Posts: 6
Threads: 1
Joined: Nov 2024
Hello, this is my first time working with PULPissimo for my research group’s project, and I’ve encountered some questions during its use:
- Why does PULPissimo seem to lack an L1 cache?
- If both data and instructions rely on the L2 cache for caching, wouldn’t that lead to potential conflicts?
Additionally, I’ve noticed that other PULP platforms seem to include an L1 cache. Could you explain the reasoning behind this design choice in PULPissimo? If there are any misunderstandings in my interpretation, I’d greatly appreciate it if you could point them out. Thank you very much!
Posts: 152
Threads: 0
Joined: Oct 2018
I think the naming might be a bit confusing. Our main research projects do not use traditional data cache. We use a local (smaller) memory that is able to respond within a cycle. The higher level hierarchies are then managed differently (either through a DMA, i.e. software controlled). In short L1 refers to the level1 memory, and is not necessarily interpreted as L1 cache. Note that the instruction cache in these systems works in a traditional way.
Conflict between instruction and data memory reads in such systems are handled by multiple physical banks (the logarithmic or tcdm interconnect would allow the system to access two parallel reads from different memory banks) The conflicts are reduced by placing the code and data to physically distinct memory blocks. In some systems where there are also acceleerators this leads to more elaborate banking designs. They differ from application to application so it is not a generic method, we have some projects where we are more or less aggressive with these tricks.
Our Ariane/CVA6 based systems use traditional L1 data caches.
Hope that clarifies some questions
Visit pulp-platform.org and follow us on twitter @pulp_platform
Posts: 6
Threads: 1
Joined: Nov 2024
11-27-2024, 12:57 AM
(This post was last modified: 11-27-2024, 01:19 AM by jsen_che11.)
(11-26-2024, 06:44 PM)kgf Wrote: I think the naming might be a bit confusing. Our main research projects do not use traditional data cache. We use a local (smaller) memory that is able to respond within a cycle. The higher level hierarchies are then managed differently (either through a DMA, i.e. software controlled). In short L1 refers to the level1 memory, and is not necessarily interpreted as L1 cache. Note that the instruction cache in these systems works in a traditional way.

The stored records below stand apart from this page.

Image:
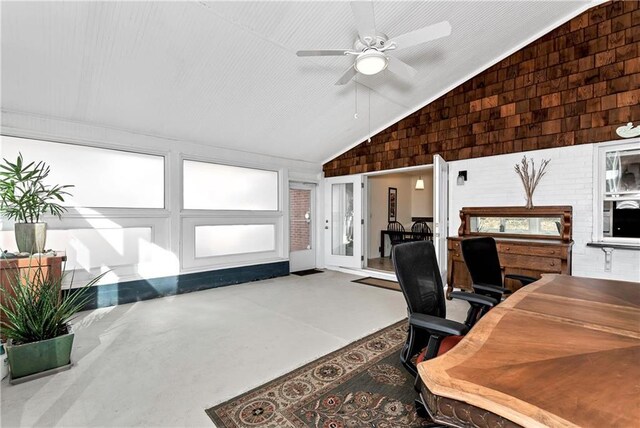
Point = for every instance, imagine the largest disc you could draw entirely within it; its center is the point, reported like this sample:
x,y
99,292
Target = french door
x,y
343,221
302,242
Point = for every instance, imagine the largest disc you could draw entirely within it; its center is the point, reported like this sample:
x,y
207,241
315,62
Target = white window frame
x,y
190,218
76,217
599,166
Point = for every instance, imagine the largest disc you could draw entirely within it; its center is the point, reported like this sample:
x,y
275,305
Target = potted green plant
x,y
35,322
25,197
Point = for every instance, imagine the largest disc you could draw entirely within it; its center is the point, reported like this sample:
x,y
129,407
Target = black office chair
x,y
419,277
398,237
481,257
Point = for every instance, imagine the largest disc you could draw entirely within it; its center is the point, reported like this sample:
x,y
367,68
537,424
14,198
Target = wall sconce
x,y
462,177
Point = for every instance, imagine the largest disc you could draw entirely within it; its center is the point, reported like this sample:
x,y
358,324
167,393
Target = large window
x,y
209,186
618,192
102,178
224,240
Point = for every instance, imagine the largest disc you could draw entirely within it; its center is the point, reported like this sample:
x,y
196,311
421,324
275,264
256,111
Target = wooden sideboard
x,y
530,254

Conflict between instruction and data memory reads in such systems are handled by multiple physical banks (the logarithmic or tcdm interconnect would allow the system to access two parallel reads from different memory banks) The conflicts are reduced by placing the code and data to physically distinct memory blocks. In some systems where there are also acceleerators this leads to more elaborate banking designs. They differ from application to application so it is not a generic method, we have some projects where we are more or less aggressive with these tricks.
Our Ariane/CVA6 based systems use traditional L1 data caches.
Hope that clarifies some questions
Thank you for your reply! I’ve understood that
"the conflicts are reduced by placing the code and data into physically distinct memory blocks." However, I still have a few questions that I’d like to confirm with you:
- In the image below, is the I$ on the left (in the riscy core) the smaller local memory you described for caching data, while Ibuf represents the traditional instruction cache? And do these two data paths communicate with the L2 memory via the TCDM interconnect, corresponding to the
s_lint_fc_data_bus and s_lint_fc_instr_bus signals in the code?
- Unlike Pulpissimo, does the multicore system on the right have a specific data cache (TCDM) and instruction cache, and these two then exchange data with the L2 cache via the SoC bus? Is my understanding correct?
I would greatly appreciate it if you could reply.
Posts: 6
Threads: 1
Joined: Nov 2024
- I think I’ve figured out some of it. In the diagram on the left, I$ / Ibuf refers to the traditional instruction cache, while the data cache is not shown because it’s just a single-cycle register.
- Unlike Pulpissimo, does the multicore system on the right have a dedicated data cache (TCDM) and instruction cache, and do these two then exchange data with the L2 cache via the SoC bus? Is my understanding correct?
Is my current understanding correct? sincerely hope to receive your response.